Tuesday, April 28, 2009

JPMorgan China chief sees fragile recovery

Special Report:Global Financial Crisis



by Ming Jinwei


BEIJING, April 21 (Xinhua) -- The latest earnings
reports of several large U.S. banking groups lend evidence to a recovery in the
global financial industry, said a senior official of U.S. banking giant JPMorgan
Chase Co.

Fang Fang, JPMorgan's China managing director and
chief executive officer, said in a recent interview with Xinhua that the
recovery was largely fragile as the financial crisis was spreading to consumer
related business in the United States.

"Generally speaking, we have witnessed some early
signs of a recovery in the financial and investment markets, but the recovery is
still fragile," he said.

JPMorgan announced last week that it earned 2.14
billion U.S. dollars for the January-March period with record revenue of
26.9billion dollars.

Fang attributed JPMorgan's solid first quarter
results to increased market activity as investors' confidence has been boosted
by a series of measures taken by the U.S. government to tackle the financial
crisis, including injecting several hundred billion dollars of funds into large
banks and other financial institutions.

He noted that JPMorgan also suffered considerable
losses at its credit card division as a rising unemployment rate and the
deteriorating economy had hampered consumers in the United States.

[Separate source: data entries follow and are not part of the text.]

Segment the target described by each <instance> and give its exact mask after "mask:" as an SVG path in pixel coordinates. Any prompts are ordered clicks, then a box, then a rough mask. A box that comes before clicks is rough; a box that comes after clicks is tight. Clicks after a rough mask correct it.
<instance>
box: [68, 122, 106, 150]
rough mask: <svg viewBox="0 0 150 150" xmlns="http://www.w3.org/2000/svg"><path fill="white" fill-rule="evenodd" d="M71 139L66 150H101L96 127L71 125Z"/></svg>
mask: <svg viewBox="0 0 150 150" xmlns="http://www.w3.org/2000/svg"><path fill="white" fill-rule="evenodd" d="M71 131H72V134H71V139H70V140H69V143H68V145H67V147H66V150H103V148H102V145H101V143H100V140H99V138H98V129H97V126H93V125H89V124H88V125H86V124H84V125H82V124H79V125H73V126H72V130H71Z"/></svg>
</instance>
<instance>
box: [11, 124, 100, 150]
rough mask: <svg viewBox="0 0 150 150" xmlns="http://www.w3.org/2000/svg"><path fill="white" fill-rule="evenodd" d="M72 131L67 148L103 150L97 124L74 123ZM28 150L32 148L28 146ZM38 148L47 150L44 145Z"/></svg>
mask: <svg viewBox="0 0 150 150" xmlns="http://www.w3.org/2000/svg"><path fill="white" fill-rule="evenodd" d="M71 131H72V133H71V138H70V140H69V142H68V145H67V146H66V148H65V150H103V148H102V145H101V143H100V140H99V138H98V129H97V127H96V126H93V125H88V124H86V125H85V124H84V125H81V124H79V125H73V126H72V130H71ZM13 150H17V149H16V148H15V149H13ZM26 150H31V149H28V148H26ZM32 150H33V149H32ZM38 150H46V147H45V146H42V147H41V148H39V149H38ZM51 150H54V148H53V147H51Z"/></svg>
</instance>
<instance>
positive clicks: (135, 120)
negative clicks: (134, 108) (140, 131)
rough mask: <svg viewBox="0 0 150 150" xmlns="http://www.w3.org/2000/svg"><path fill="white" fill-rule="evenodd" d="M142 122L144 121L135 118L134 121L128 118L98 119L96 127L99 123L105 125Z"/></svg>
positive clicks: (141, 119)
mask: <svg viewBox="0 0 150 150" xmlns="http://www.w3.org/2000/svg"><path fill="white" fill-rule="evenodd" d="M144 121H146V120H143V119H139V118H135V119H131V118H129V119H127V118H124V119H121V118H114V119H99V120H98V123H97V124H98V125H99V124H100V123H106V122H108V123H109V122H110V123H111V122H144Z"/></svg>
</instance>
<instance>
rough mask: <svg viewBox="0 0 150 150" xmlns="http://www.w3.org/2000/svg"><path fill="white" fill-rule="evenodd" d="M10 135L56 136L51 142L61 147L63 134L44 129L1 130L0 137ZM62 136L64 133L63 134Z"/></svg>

JPMorgan's card division recorded a loss of 547
million dollars in the first quarter, compared with a profit of 609 million
dollars the same period a year earlier.

Fang said JPMorgan's card business witnessed less
fees and rising defaults as hard hit U.S. consumers reduced the use of credit
card and failed to pay their credit card loans.

Anticipating increasing defaults on consumer related
loans, JPMorgan has increased its credit defaults provision by 4.2 billion
dollars in the first quarter to 28 billion dollars.

Besides JPMorgan, several other U.S. banking giants
also reported solid first quarter results.

Wells Fargo said earlier this month it expected to
earn 3 billion dollars in the first quarter, a record number for the company,
while Goldman Sachs announced it made a net income of 1.66 billion dollars in
the same period.

Given the fact that the financial industry usually
starts to recover six months earlier than the broader economy, Fang believed the
U.S. economy might hit the bottom and start to grow again in the second half of
this year or the first half of next year.

Citing the fact that the share prices of some Chinese
real estate companies rose some 60 percent last month in overseas stock markets,
Fang said international investors have shown more confidence in the Chinese
economy when the financial recovery was emerging.

On the lessons to be drawn from the current financial
crisis, Fang said the United States should strengthen financial regulation and
take new measures such as setting up different federal government agencies to
regulate different financial products, instead of different financial
institutions.

He also stressed the need of increasing capital
adequacy ratio for financial institutions, reducing the role of rating agencies
in financial dealings and implementing anti-cyclical measures to cushion the
devastating impact of the crisis on the whole financial system.